Simone Frintrop received the MS and the PhD degree from the university of Bonn, Germany, in 2001 and 2005 respectively. She is a senior researcher at the Computer Science department at the University of Bonn and is currently heading the Cognitive Vision Group. She has worked for more than 10 years in the field of computational visual attention and saliency detection, with applications for mobile vision systems and robotics.
Laurent Itti received the MS degree in image processing from the Ecole Nationale Superiere des Te´lecommunications in Paris in 1994 and the PhD degree in computation and neural systems from the California Institute of Technology in 2000. He is an associate professor of computer science, psychology, and neurosciences at the University of Southern California. His research interests include biologically-inspired computational vision, in particular in the domains of visual attention, gist, saliency, and surprise, with technological applications to video compression, target detection, and robotics.

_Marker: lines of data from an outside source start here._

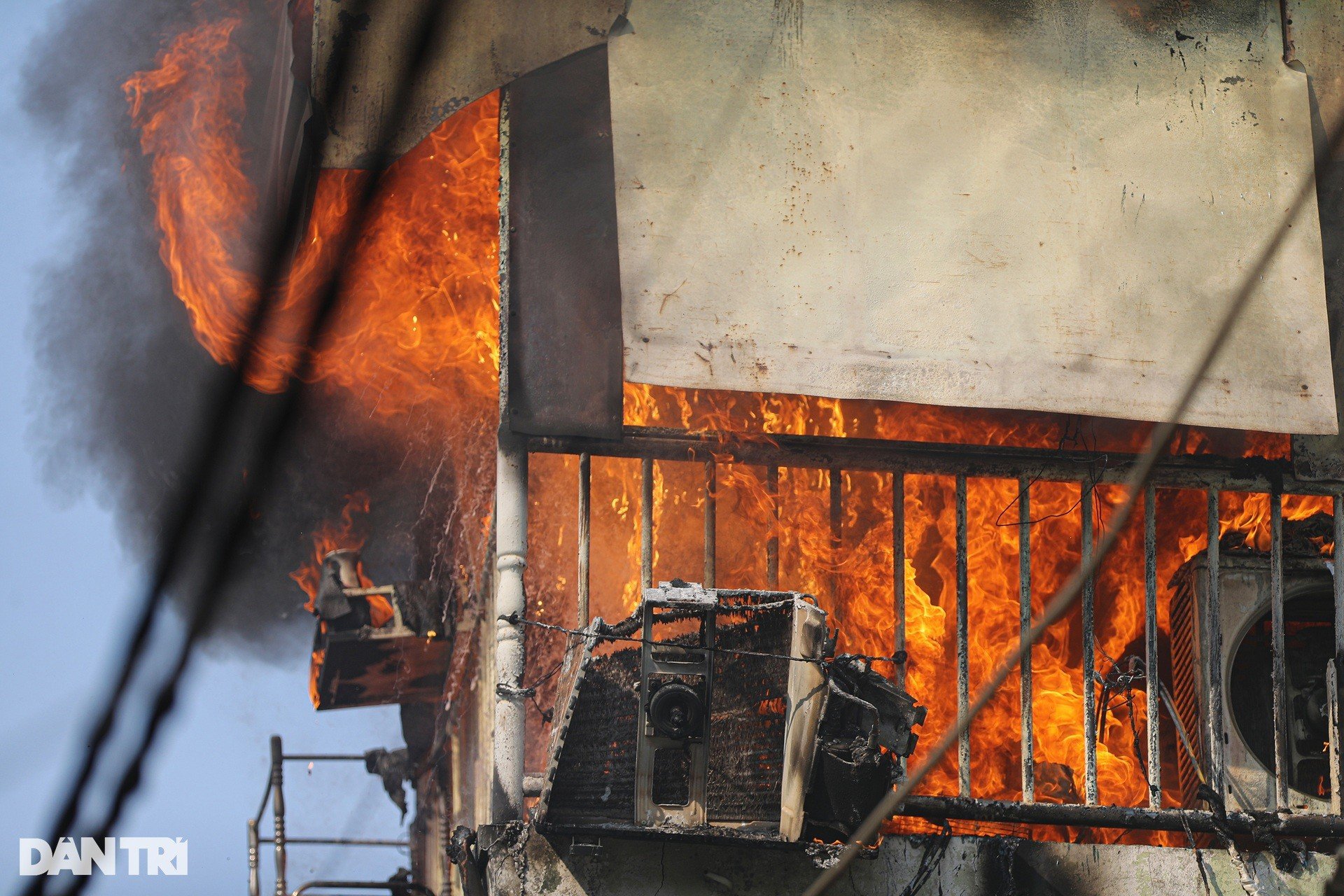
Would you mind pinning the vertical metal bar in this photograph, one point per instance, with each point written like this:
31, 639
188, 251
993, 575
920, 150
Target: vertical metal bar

Neil D. Bruce recently joined the Department of Computer Science at the University of Manitoba as an Assistant Professor. Prior to this, he completed two post-doctoral fellowships, one at the Center for Vision Research at York University, and the other at INRIA Sophia Antipolis. Previously, he completed a Ph.D. in the department of Computer Science and Engineering in 2008 as a member of the Centre for Vision Research at York University, Toronto, Canada. In 2003, Neil completed a M.A.Sc in System Design Engineering at the University of Waterloo, and received an Honours B.Sc. with a double major in Computer Science and Mathematics from the University of Guelph in 2001. Neil's current research interests include a variety of topics in human and machine vision including but not limited to computer vision, computational neuroscience, visual attention, natural image statistics, statistical and Bayesian approaches, information theory, and machine learning.
Xiaodi Hou received the BEng degrees in computer science from the Shanghai Jiao Tong University, China, 2008. He is currently a PhD student at KLab at Caltech since 2008. His research interests include natural image statistics, visual attention, psychophysics, neurosciences, and mid-level computer/computational vision.